AdWords API v201101 の新機能 - ジェネリックセレクタのご紹介
2011年5月17日火曜日
石原 直樹 AdWords API チーム
さて、先日ご紹介させていただいた 新しいバージョンの AdWords API ですが、開発者向けのさまざまな新機能が満載です。これから数回に分けてそれぞれの特徴を説明していきたいと思います。

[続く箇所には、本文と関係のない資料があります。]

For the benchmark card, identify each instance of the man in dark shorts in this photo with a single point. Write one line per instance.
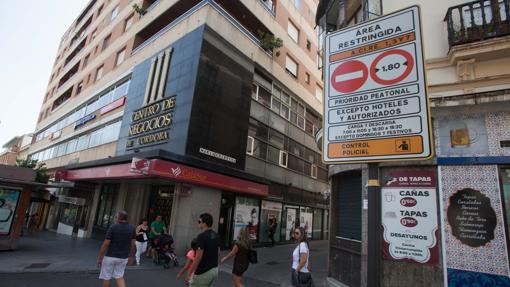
(119, 247)
(156, 229)
(205, 264)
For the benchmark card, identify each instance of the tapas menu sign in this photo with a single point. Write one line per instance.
(409, 217)
(471, 217)
(376, 106)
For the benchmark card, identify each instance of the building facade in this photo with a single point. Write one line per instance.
(466, 47)
(16, 148)
(183, 107)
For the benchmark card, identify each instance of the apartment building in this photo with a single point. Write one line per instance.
(178, 107)
(15, 148)
(467, 54)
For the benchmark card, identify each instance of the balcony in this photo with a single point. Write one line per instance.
(236, 13)
(270, 5)
(477, 21)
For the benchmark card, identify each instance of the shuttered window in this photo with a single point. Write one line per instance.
(348, 214)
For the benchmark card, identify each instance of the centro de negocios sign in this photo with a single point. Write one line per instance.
(151, 124)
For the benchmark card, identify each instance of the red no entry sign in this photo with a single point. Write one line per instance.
(397, 65)
(349, 76)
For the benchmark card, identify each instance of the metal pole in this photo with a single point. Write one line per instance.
(374, 225)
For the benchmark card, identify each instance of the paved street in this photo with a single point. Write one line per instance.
(59, 260)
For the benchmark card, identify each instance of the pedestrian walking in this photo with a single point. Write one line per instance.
(157, 228)
(142, 236)
(301, 276)
(190, 257)
(205, 265)
(116, 251)
(240, 252)
(272, 229)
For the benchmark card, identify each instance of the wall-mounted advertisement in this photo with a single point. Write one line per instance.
(247, 215)
(271, 212)
(409, 217)
(462, 136)
(306, 220)
(471, 217)
(9, 199)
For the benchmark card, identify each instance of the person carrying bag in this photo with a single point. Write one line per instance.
(301, 276)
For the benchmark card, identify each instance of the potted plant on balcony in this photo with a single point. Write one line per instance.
(270, 43)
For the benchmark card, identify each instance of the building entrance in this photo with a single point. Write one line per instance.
(226, 220)
(161, 201)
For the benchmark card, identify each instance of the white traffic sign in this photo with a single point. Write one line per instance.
(376, 106)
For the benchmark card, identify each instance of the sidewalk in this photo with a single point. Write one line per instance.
(47, 252)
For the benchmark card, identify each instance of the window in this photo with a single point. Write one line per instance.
(83, 142)
(249, 145)
(254, 92)
(128, 23)
(86, 61)
(71, 146)
(273, 154)
(106, 211)
(106, 42)
(79, 88)
(291, 66)
(285, 110)
(277, 139)
(115, 12)
(99, 73)
(264, 97)
(259, 149)
(283, 158)
(318, 93)
(314, 171)
(293, 32)
(120, 56)
(297, 4)
(100, 10)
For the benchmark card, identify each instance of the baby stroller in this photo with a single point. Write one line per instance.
(164, 251)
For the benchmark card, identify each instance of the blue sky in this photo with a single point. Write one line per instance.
(30, 33)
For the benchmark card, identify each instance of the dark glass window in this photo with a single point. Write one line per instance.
(322, 174)
(296, 164)
(106, 211)
(277, 139)
(259, 149)
(296, 148)
(273, 155)
(265, 97)
(258, 130)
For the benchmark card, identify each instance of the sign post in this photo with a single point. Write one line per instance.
(376, 107)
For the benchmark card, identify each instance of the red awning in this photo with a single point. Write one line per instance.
(159, 168)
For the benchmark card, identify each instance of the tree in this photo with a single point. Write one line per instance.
(270, 43)
(41, 172)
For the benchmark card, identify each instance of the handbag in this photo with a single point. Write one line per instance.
(252, 256)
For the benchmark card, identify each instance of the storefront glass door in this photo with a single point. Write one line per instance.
(290, 220)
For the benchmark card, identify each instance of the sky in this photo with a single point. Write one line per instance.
(30, 32)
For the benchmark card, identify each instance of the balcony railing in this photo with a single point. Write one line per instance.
(477, 21)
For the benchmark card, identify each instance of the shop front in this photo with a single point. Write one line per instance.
(178, 192)
(16, 187)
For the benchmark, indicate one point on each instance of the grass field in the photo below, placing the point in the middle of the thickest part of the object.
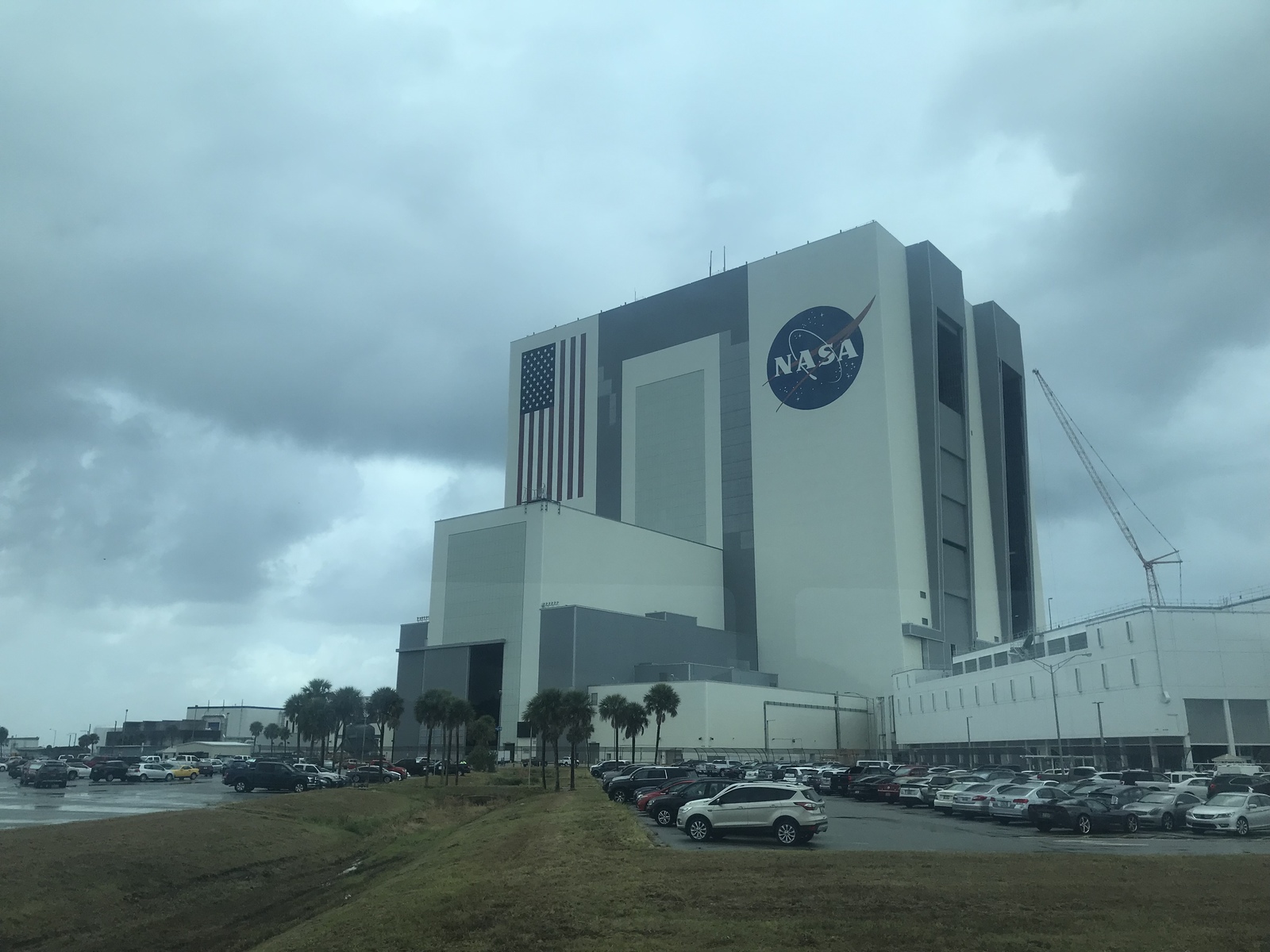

AdWords API v201101 では、get() メソッドを使ってデータを取得する方法が改善され、ジェネリックセレクタが導入されました。今回はその新機能についての詳しい説明と既存のコードをジェネリックセレクタに移行する方法について解説いたします。
はじめに
v201101 以前の AdWords API では、すべてのサービスに固有のセレクタがあり、get() メソッドを使用してデータを取得していました。たとえば、ある広告グループの中のアクティブな広告グループクライテリアを取得したい場合、以下のようなコードを書かれていたでしょう。
// v201008 (古いバージョン用)のコード
// セレクタを作成
// ID フィルタを作成
// 広告グループクライテリアのすべてを取得
これは簡単ではありますが、個々のサービスは固有のセレクタを持っているので使いたいサービスそれぞれのセレクタについて知る必要があります。また、フィルタリングのオプションはセレクタのフィールドとして指定されますから、AdWords API で新しいフィルタのサポートを開始する際、セレクタにも変更が及びました。これがすべてのバージョンに対して正しく行われる必要がありました。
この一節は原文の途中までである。